The growing sector has the promise to help transform economies in Africa.
With the rise of internet access in Africa, the e-commerce industry has followed close behind. In 2017, the African e-commerce sector generated US$16.5 billion in revenue, a number that is expected to increase to US$29 billion by 2022, according to research firm Statista. Disrupt Africa recently reported that there were more than 260 e-commerce start-ups across the continent.
Kenya, with 79 percent internet penetration and common usage of mobile money platforms such as M-Pesa, is seen as an ideal market for e-commerce retailers. “Kenya has a big enough population to sustain market size,” Nikki Germany, Chief Growth Officer of Copia Global, a Nairobi-based e-commerce start-up, told Kenyans Come Home. “It has enough population density to ensure that our logistics are economical.”
But even as e-commerce grows exponentially in other parts of the world, the industry continues to face significant challenges in Africa. For starters, its heavy reliance on infrastructure and other industries means growth can only happen as the continent develops overall. As an article in Business Daily explains, “success of e-commerce is not only built on fast rising internet coverage but equally due to skilled entrepreneurship aided by a very good logistics network.”
E-commerce businesses also need the right profile of talent in this dynamic, unpredictable industry. Germany believes that, in order to succeed in e-commerce, managers have to have an entrepreneurial mindset. “There’s a lot to be done,” she explained. “You need to think, ‘Let’s make it happen’ versus being very structured.” Leaders also have to be willing to roll up their sleeves and dive deep into the many layers of the business. “The devil is in the details in any kind of service business,” Germany told KCH. “You need to really care about that level of detail to provide service that’s required.”
Existing e-commerce sites in Kenya sell everything from goats and fertilizer to apparel, electronics, cars, and even property. Most African e-commerce companies, such as Nigeria-based Jumia, have focused on urban areas, which have denser populations and more developed infrastructure.
But that leaves out a large segment of consumers. “E-commerce currently serves a relatively urban and affluent group of customers,” Germany explained to KCH. “Across Kenya and Africa, there are only a certain number of people that fall into that demographic.” Unlike many of its competitors, Copia Global caters specifically to underserved rural customers. They can either order products directly from Copia agents, or family members in urban areas can shop online and request delivery to villages.
In rural areas, limited access to smartphones and the lack of paved roads and postal addresses are major barriers to the expansion of e-commerce. Last-mile distribution costs, which are three times more than in highly developed countries, can be prohibitive for businesses and customers alike.

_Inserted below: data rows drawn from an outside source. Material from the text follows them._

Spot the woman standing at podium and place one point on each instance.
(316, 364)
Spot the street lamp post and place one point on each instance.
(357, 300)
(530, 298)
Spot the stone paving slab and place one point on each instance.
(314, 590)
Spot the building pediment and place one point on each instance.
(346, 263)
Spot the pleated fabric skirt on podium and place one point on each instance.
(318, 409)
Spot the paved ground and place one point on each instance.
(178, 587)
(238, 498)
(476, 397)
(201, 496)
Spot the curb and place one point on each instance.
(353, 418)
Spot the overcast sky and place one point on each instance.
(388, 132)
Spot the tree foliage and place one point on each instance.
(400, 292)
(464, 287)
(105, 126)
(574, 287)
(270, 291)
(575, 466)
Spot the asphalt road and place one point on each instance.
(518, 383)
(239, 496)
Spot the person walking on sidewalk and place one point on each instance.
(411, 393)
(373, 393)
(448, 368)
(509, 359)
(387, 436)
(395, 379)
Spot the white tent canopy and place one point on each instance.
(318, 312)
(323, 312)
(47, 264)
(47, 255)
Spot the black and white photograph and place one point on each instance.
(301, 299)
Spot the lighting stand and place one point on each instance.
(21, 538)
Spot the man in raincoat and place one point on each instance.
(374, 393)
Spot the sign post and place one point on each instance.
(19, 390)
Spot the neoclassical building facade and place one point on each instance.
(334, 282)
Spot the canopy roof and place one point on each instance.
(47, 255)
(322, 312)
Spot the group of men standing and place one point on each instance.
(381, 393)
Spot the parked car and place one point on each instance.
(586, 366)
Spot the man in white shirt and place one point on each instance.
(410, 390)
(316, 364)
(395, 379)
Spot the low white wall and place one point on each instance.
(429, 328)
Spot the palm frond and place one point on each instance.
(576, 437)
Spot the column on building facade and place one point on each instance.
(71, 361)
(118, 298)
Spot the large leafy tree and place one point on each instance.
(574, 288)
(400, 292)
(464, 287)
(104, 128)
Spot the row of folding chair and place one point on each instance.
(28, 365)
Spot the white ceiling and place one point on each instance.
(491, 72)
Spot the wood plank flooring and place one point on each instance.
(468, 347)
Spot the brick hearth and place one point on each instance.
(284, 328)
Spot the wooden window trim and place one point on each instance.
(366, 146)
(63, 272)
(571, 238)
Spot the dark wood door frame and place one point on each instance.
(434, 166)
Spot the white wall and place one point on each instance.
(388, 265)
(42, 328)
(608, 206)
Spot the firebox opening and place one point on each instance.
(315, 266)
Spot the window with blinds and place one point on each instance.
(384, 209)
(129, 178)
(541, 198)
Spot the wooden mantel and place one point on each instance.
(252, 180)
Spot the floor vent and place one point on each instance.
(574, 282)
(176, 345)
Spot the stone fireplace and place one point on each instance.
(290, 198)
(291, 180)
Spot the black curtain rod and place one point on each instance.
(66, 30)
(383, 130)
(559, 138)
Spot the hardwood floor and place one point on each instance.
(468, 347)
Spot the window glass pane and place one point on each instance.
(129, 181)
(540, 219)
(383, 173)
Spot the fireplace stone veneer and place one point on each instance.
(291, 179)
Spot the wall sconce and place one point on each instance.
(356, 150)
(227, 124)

A recent Shell Foundation report found that companies wanting to scale distribution with such rural customers “need to solve three supply chain challenges simultaneously: build (or find if possible) cost-effective logistics and distribution channels; provide financing options for low-income consumers; and build trust with consumers who cannot afford to make poor choices with their limited income.” Addressing each of these challenges requires significant funding.
Copia Global has chosen to partner with local agents to sell and deliver products. “We actually go into villages and recruit agents,” Nikki Germany explained. “Those agents are where customers can go and view our catalog and place an order. As soon as the order arrives, the customer can pick it up.”
Copia’s customers benefit from access to a wider range of quality products, and save time and money because they no longer have to travel far distances to shop. And their agents benefit from the commissions they earn. “They use that to pay school fees and rent, and to expand their businesses,” Germany said.
A similar approach has been used to great success in India, where Walmart-owned FlipKart and Amazon each have 30 percent market share in the fast-growing industry, currently valued at US$39 billion. More than 215 million rural Indian customers can access e-commerce good through 40,000 local retail outlets. The number of rural customers could increase to 600 million in the next two years.
Reaching both urban and rural customers matters because of the transformative potential of e-commerce. Business Daily reported that e-commerce sites have stimulated significant growth in rural areas in China, encouraging local entrepreneurs to launch businesses and villages to reorganize their entire economies. And Africa could very well be next.
The landscape is, in fact, changing quickly for potential customers in rural and urban areas. Kenyan authorities are currently developing a national addressing system that is supposed to reach every home in the country. The cost of smartphones in Kenya dropped by more than half between 2013 to 2016, according to a report by Jumia, and will likely continue falling. Both mobile payment and mobile banking options continue to expand. Taken together, the future of e-commerce in Kenya looks very promising.
“In five years it will look very different from now,” Germany predicts. And, as the tide of e-commerce rises, it will likely lift the boats of many other industries and communities throughout Africa.